Without both sisters, it's nation vs. nation



Defending champion Serena Williams faced Amelie Mauresmo today.
PARIS (AP) -- It's been quite some time since only one Williams sibling was left to uphold the family honor in the late stages of a Grand Slam tournament.
Now, after Venus Williams' earliest loss at a major in two years, younger sister Serena faced a potentially tough match today against Amelie Mauresmo -- who's trying to uphold a nation's honor as the last of 33 French men and women in the tournament.
The fifth-ranked Mauresmo is the only player with victories over both sisters this year.
"You've really got to try and get your head clear of all the media hype around the Williamses," Mauresmo said, "and realize that these are not players from outer space."
All-Russian match
That shapes up as the most intriguing quarterfinal, although Russian fans have one all to themselves between Vera Zvonareva and Nadia Petrova. They were childhood rivals more than a decade ago in Moscow and advanced Sunday with three-set upsets: Zvonareva over Venus Williams, Petrova over 2001 champion Jennifer Capriati.
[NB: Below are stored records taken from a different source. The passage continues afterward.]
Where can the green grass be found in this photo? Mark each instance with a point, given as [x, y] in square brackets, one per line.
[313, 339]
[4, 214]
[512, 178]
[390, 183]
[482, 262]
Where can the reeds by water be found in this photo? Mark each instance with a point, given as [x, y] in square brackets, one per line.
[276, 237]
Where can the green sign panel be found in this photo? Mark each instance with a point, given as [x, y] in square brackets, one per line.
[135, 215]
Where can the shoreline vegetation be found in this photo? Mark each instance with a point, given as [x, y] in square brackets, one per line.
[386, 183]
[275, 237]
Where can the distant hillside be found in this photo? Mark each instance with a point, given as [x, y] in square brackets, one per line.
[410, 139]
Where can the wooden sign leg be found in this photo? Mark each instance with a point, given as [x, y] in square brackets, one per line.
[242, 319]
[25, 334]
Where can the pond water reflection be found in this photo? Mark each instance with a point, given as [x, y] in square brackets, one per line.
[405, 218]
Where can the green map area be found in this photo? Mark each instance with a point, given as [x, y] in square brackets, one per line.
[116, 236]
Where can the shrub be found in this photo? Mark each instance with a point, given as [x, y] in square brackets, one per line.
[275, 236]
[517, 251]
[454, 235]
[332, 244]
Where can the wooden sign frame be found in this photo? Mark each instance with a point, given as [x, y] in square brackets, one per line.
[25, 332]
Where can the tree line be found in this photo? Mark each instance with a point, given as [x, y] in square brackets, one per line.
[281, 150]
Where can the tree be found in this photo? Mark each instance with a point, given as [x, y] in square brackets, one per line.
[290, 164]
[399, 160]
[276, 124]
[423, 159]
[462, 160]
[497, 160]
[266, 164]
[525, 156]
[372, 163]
The other matchups were 2001 runner-up Kim Clijsters vs. 2000 runner-up Conchita Martinez, and Justine Henin-Hardenne vs. Chanda Rubin.
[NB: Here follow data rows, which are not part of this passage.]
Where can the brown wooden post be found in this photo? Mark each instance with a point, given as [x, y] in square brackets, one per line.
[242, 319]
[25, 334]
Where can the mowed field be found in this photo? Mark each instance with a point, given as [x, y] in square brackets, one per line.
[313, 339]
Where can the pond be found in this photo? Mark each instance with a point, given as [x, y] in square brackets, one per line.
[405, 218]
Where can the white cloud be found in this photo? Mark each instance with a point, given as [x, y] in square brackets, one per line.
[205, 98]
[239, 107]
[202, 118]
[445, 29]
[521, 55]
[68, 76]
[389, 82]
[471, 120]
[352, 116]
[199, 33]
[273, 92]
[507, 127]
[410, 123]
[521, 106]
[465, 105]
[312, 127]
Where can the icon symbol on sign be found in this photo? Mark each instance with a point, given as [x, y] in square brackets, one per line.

French state TV promoted its broadcast of Williams-Mauresmo with ads Monday that blared the theme from "Rocky."
Many watching will wonder: Can someone other than a Williams win a major?
"I just think the players are trying to get someone else to win a Slam," Lindsay Davenport said. "I mean, it's not only Serena. She and her sister have so many -- I don't even know what their record is. It seems like they've taken so many titles."
Well, for the record, one sister or the other has captured eight of the past 11 Grand Slam titles, with five all-Williams championship matches. A successful defense at Roland Garros would make Serena the first player with five consecutive major trophies since Steffi Graf in 1988-89.
Martina Navratilova, for one, thinks the gap between the Williams duo and the rest of the circuit is shrinking.
"That aura of invincibility they had has definitely shrunk," Navratilova said. "I feel it in the locker room, just the way the players are talking. And I think you can see by how they're playing now against them. It's not: 'Oh, my God. I hope I don't get wiped off the court 6-1, 6-1.' It's: 'I have a chance here.' "
The reality
That could be, but Serena still strides on court with the confidence befitting someone who has won 32 straight Grand Slam matches and is 34-2 with four titles overall this season.
She thinks the only player who can beat her is herself.
"It's been that way for a couple of years now," she said. "Whenever I lose, it's not because the girl I lost to just played an outstanding match. It's normally because I'm making 80 errors, and just not doing the things I need to do."
Venus, though, is far from the dominant player who won Wimbledon and the U.S. Open twice each and took over at No. 1 early last year.
First, she slipped to No. 2 in her own home, then to No. 3 in the WTA Tour rankings, and she could fall as far as No. 5 by next week.
Venus hasn't been as low as No. 4 since November 2001, or No. 5 since July 2000.
"I feel like there isn't always a time where things can be 100 percent, and for a couple of years, I had 100 percent a lot of the time," she said. "But when you lose, and when you have tougher times, it makes you stronger and moves you forward. And I still feel that I'm doing those things."